Google filed a lawsuit Monday against a Cameroonian man, accusing him of creating scam websites that promise to “sell adorable puppies,” only to take victims’ money as part of a sprawling network of non-delivery scams.
According to Google’s lawsuit, someone going by the name of Nche Noel Ntse registered dozens of “fraudulent” Google accounts to set up multiple Gmail and Google Voice accounts to “communicate false promises to victims” and set up fraudulent websites to facilitate the fraud.
Google is seeking to block the person from accessing or attempting to access any Google services, create any Google accounts or engage in any activity that violates Google’s Terms of Service agreements.
The fraud is part of a “dramatic increase” in online scams during the COVID-19 pandemic as people shop more online and less in person. A variety of studies have looked at “puppy scams” in particular, where perpetrators, typically abroad, pose as breeders with puppies for sale.
“These scammers tend to post photos and videos of adorable puppies with prices that are too good to be true and ask for payment upfront through wire payments, gift cards, or direct transfer apps,” Google’s lawyers wrote in the complaint. After the first round of payments, the scammers will add on additional payments such as animal quarantine and delivery fees.
According to the lawsuit, in August 2021, the AARP received a complaint from a South Carolina resident who reported that they were looking for a puppy online. They came across a site called “familyhomebassetthounds[.]com” and sought to purchase a specific puppy.
Someone with a Gmail email account and a Google Voice account told the victim to pay for the dog by sending $700 in gift cards to a specific place. The victim was then told the shipping company needed an additional $1,500 to deliver the puppy, which never came.

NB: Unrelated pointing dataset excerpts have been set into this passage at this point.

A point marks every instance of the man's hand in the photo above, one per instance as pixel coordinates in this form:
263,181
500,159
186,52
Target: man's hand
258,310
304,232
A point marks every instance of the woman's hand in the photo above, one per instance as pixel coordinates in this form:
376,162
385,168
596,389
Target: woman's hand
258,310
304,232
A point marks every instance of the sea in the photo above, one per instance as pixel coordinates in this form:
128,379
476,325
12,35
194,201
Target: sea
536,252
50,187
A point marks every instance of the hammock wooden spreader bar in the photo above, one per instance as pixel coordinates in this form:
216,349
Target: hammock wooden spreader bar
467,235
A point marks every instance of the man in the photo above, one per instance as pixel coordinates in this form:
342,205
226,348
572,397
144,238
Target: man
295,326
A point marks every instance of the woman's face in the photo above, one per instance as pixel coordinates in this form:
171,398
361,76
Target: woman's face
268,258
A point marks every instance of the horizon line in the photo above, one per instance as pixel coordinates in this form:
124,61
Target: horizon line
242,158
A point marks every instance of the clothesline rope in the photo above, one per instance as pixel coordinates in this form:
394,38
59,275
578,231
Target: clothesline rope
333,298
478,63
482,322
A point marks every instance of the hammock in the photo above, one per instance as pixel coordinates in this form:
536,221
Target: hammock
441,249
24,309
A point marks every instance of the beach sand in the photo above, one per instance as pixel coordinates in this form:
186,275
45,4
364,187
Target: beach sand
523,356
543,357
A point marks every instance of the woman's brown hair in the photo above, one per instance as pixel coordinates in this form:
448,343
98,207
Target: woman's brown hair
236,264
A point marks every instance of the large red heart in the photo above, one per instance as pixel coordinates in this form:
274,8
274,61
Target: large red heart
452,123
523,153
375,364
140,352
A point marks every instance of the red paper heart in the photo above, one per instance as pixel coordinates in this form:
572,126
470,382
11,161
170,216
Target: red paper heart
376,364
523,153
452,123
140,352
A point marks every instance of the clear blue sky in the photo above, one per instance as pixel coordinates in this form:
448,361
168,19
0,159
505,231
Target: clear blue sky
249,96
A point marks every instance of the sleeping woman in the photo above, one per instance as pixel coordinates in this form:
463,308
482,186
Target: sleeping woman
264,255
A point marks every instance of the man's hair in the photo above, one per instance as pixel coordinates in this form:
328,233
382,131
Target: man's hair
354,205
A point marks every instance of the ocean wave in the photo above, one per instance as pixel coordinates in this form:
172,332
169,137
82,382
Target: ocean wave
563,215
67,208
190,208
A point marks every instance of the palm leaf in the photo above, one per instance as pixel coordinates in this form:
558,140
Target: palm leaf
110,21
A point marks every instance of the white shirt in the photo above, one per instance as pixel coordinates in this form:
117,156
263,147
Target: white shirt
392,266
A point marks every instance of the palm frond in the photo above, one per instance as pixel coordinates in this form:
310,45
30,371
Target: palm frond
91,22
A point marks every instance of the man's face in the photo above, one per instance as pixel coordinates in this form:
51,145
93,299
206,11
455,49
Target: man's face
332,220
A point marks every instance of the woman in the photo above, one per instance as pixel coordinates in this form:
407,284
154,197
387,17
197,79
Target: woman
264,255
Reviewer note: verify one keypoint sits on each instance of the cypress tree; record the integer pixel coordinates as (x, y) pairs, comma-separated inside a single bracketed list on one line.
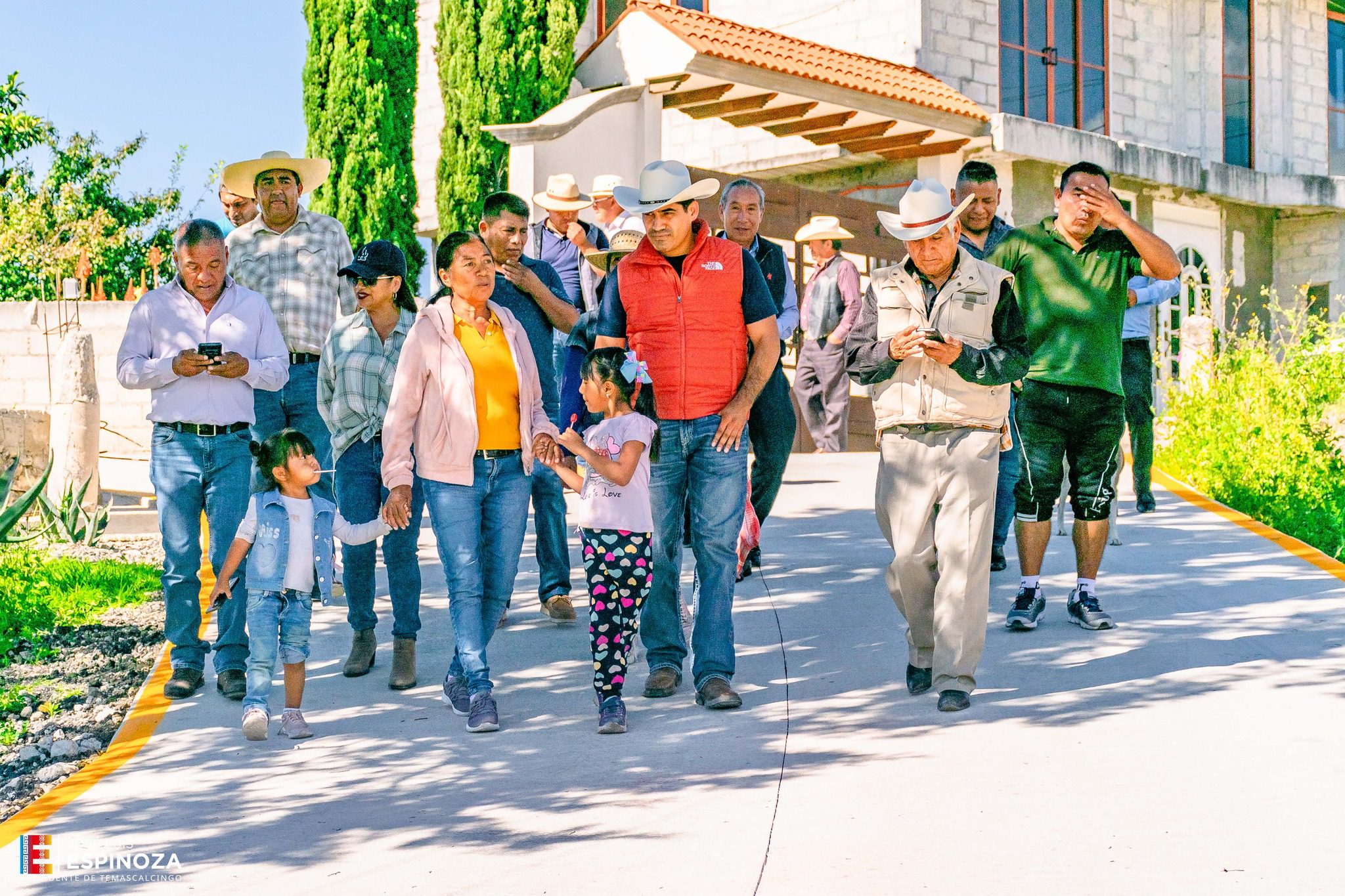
[(359, 102), (499, 62)]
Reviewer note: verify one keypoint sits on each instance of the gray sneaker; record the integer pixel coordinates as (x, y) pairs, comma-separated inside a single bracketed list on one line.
[(1086, 613), (456, 696), (611, 717), (1026, 608), (483, 715)]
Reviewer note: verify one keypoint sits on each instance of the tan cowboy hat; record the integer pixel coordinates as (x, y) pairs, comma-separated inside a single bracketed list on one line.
[(603, 186), (562, 194), (623, 244), (822, 227), (241, 177), (663, 183), (926, 209)]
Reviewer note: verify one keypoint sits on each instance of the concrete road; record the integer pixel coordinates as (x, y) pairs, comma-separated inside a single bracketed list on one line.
[(1192, 750)]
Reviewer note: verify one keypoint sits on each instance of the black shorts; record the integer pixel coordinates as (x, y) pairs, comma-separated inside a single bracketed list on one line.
[(1075, 423)]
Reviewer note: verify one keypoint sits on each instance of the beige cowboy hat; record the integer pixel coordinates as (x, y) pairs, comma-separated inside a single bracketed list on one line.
[(623, 244), (241, 177), (822, 227), (562, 194), (603, 186), (926, 209), (663, 183)]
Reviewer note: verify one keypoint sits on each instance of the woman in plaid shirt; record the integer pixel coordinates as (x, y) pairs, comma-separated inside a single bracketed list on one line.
[(354, 385)]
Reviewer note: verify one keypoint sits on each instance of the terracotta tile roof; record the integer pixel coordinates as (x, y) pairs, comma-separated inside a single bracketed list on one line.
[(734, 42)]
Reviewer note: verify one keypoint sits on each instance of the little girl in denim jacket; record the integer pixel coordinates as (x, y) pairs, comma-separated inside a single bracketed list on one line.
[(284, 574)]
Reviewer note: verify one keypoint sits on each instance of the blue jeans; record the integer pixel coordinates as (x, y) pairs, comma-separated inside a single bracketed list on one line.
[(713, 484), (278, 622), (194, 473), (479, 530), (359, 495), (296, 406), (1003, 489)]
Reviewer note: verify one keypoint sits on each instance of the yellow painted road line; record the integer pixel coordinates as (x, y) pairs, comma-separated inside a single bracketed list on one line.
[(147, 711)]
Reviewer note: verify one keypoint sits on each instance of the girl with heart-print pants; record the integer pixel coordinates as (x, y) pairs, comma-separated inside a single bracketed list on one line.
[(615, 519)]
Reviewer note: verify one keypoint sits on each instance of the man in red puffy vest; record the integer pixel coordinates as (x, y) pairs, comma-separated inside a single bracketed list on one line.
[(689, 304)]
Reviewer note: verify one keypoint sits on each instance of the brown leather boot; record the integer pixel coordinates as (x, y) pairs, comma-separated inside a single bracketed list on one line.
[(404, 664), (361, 658)]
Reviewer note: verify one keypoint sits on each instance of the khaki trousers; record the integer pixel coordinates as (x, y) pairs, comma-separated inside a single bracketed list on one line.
[(937, 507)]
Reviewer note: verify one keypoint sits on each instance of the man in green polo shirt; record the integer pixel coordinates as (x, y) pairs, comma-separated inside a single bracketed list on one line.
[(1071, 274)]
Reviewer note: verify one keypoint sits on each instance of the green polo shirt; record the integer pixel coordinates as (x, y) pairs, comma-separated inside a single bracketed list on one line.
[(1072, 303)]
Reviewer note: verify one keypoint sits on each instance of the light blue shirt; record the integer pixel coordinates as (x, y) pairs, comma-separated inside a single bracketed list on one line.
[(1149, 292)]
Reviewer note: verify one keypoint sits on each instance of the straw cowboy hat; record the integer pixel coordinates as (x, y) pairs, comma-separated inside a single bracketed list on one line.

Google’s investigation of the matter revealed “a network” of Google services accounts being used in other non-delivery schemes linked together subscriber and recovery email addresses, phone numbers, and login IP addresses. One of the older Gmail accounts was created in September 2013 from an IP address in Cameroon and had a phone number with the with the country code for Cameroon, the complaint states.
The scam websites have been suspended in the past, but others pop up. By the time Google investigated, the website used to target the victim in South Carolina had been pulled down. But a Google Ads account that ran ads for that site was also running ads for “emilypuppyfarm[.]com,” a site registered on March 27, 2022 that was still accessible as of April 11:
“The recency of this site shows that Defendant will continue to perpetrate fraud and abuse Google’s services unless stopped,” the lawyers wrote in the complaint, noting that Google suspended the Google Ads account and requested to have the site pulled down through the company hosting the site.
Another site controlled by the suspect purported to sell marijuana and prescription opiate cough syrup. That site was accessible through April 7, Google’s lawyers wrote, when it was taken down at Google’s request. It never sold the items as it “was yet another non-delivery scheme.”